Explainable properties of GLM are shown in Table 3.4.

Table 3.4 Explainable properties of GLM

3.7.5 Generalized Additive Models

The assumption in all linear models is that the increase or decrease defined by the coefficient for that feature will be the same irrespective of the values. This assumption may not be true for many real-world applications where at the feature level, one may need a non-linear interaction. Generalized Additive Models (GAMs) are one of the ways to model the non-linear relationships by modifying GLMs [HT90a]. It is given by

$$\displaystyle \begin{aligned} g({\mathop{\mathbb{E}}}(y|\mathbf{x}))= {\mathbf{w}}_{0} + f_{1}({\mathbf{x}}_{1}) + \dots + f_{d}({\mathbf{x}}_{d}) \end{aligned} $$
(3.20)

The equation generalizes the GLM equation where the generic function f i(x i) replaces the linear term w i x i. It gives the flexibility for non-linear interaction between the feature x i and the output but still uses summation to capture overall feature impact. One easy way is to model the interactions as higher order polynomials at the feature level to capture non-linear relationship. Splines are piecewise polynomial curves, joining two or more polynomial curves, and can be generally used as the non-linear functions. A smoothing spline adds a constraint to the minimization problem such that the function f(x i) is twice differentiable and has a smoothing parameter λ that is like a penalty or regularization and the general equation for minimization is given as

$$\displaystyle \begin{aligned} MSE= \frac{1}{N}\sum_{i=0}^{n}{({y_{i}-f(x_{i})})^2} + \lambda \int{f''(x)}^2dx \end{aligned} $$
(3.21)

The output from a GAM is less interpretable as it does not have coefficients like others but λ values for different feature fits as shown in Fig. 3.22. Normally, partial dependence plot (which is graphical), where the output is plotted against the fitted function for a feature as shown in Fig. 3.23, is used to understand individual feature mappings to the non-linear or linear functions.

Fig. 3.22
figure 22

Linear generalized additive models on the insurance dataset

Fig. 3.23
figure 23

Linear generalized additive partial dependence plots for features age, bmi, children and smoker with mean and 95% confidence interval bounds

Observations:

  • The preprocessed dataset is reduced to only four features –age, bmi, children, smoker_yes.

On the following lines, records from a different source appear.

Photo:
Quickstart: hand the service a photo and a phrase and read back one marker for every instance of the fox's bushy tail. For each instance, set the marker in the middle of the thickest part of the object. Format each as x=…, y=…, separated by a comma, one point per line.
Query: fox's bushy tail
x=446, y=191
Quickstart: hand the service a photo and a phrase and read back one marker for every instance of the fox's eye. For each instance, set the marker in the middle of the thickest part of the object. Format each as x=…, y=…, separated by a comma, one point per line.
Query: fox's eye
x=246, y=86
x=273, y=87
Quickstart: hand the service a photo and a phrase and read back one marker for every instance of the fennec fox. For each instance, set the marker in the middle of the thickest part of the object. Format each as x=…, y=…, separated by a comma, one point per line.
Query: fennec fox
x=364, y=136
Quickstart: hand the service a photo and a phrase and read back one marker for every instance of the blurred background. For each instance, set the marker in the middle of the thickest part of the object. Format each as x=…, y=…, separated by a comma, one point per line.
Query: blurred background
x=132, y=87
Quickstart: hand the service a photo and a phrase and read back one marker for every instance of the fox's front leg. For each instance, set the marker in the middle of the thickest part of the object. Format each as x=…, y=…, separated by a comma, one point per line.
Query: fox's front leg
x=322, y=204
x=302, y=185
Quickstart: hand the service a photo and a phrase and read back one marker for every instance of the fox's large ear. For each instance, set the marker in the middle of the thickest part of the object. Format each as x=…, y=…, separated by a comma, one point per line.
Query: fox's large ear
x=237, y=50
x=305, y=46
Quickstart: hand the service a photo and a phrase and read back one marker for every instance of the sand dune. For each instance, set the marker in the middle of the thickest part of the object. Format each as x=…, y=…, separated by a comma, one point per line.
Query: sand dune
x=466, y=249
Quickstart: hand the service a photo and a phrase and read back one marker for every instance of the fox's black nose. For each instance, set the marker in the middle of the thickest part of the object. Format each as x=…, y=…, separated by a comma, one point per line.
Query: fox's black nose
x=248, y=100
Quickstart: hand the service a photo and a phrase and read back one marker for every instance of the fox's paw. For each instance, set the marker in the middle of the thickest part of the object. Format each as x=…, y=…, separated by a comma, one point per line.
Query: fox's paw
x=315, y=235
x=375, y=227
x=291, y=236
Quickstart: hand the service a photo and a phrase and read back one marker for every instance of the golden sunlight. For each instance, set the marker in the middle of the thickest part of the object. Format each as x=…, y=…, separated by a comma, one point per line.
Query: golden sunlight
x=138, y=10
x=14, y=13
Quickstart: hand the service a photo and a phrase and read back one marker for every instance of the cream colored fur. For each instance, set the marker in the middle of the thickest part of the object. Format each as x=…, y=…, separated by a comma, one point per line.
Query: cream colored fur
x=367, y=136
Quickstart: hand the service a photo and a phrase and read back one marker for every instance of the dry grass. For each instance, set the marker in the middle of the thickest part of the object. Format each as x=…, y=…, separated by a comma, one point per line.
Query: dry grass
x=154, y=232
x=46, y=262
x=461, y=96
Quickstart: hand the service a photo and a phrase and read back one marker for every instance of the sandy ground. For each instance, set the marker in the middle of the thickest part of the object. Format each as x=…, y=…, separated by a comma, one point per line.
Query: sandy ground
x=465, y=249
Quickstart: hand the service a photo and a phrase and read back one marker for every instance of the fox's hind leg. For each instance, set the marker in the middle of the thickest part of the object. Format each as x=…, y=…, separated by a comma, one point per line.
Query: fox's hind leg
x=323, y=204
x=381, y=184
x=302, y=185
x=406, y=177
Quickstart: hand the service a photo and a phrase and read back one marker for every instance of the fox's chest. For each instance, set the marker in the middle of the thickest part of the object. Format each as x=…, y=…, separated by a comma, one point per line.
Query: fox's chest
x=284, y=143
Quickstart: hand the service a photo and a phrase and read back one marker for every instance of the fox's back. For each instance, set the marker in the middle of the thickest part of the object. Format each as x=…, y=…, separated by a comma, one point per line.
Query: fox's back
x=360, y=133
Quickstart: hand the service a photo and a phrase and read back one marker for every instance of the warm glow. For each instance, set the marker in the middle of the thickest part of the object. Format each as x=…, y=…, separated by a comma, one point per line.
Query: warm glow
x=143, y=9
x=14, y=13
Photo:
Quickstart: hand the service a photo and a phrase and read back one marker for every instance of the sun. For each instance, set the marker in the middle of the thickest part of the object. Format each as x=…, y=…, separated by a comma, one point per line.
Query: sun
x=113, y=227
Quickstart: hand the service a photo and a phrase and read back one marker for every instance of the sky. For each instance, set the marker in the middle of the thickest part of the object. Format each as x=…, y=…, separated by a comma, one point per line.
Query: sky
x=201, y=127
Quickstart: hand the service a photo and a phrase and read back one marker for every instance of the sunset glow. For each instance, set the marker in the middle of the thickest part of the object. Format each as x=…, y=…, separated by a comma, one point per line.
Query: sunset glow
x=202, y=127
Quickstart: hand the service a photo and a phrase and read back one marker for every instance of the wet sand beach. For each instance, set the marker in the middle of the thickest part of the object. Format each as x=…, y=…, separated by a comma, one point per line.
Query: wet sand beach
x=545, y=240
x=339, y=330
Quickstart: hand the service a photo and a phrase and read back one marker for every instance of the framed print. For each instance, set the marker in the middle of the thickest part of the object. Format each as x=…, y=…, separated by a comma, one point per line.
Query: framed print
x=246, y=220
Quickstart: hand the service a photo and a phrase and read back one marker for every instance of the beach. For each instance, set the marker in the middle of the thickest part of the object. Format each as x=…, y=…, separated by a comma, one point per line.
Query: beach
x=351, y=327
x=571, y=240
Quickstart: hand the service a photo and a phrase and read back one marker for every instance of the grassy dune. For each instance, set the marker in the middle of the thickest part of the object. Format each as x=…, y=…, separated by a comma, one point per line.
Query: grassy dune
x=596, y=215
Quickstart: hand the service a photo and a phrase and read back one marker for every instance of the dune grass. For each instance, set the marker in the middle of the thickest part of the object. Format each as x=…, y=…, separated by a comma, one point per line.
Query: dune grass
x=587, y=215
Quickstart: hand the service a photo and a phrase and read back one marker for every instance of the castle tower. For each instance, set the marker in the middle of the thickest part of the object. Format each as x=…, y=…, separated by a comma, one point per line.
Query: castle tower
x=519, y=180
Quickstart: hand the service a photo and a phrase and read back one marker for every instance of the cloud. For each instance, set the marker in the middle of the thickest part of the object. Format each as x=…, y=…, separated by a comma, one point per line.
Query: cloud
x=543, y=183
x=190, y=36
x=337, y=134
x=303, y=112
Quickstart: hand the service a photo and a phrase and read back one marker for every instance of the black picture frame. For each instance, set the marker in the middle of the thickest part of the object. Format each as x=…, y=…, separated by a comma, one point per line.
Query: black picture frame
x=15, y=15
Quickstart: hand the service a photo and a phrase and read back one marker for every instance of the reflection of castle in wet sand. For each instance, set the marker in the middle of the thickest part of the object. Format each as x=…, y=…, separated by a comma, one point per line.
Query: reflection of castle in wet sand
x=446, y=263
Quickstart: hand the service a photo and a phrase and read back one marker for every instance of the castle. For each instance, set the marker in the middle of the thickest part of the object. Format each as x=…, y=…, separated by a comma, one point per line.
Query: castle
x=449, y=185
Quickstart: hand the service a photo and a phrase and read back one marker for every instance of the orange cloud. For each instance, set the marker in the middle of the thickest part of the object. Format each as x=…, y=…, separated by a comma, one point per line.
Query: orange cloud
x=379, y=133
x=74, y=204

  • Linear GAM with 10 splines is chosen after doing a grid search for various linear, splines, and factor terms.

  • Figure 3.22 shows fitting various functions for each feature and their statistical significance in the Sig. Code column. Every feature function is statistically significant.

  • The partial dependence plot as shown in Fig. 3.23 show how splines actually capture the non-linear relationships in a smooth way especially for children. It also shows how the age, children, and bmi have positive correlation to the insurance charges and thus provides the needed explainability.

Explainable properties of GAM are shown in Table 3.5.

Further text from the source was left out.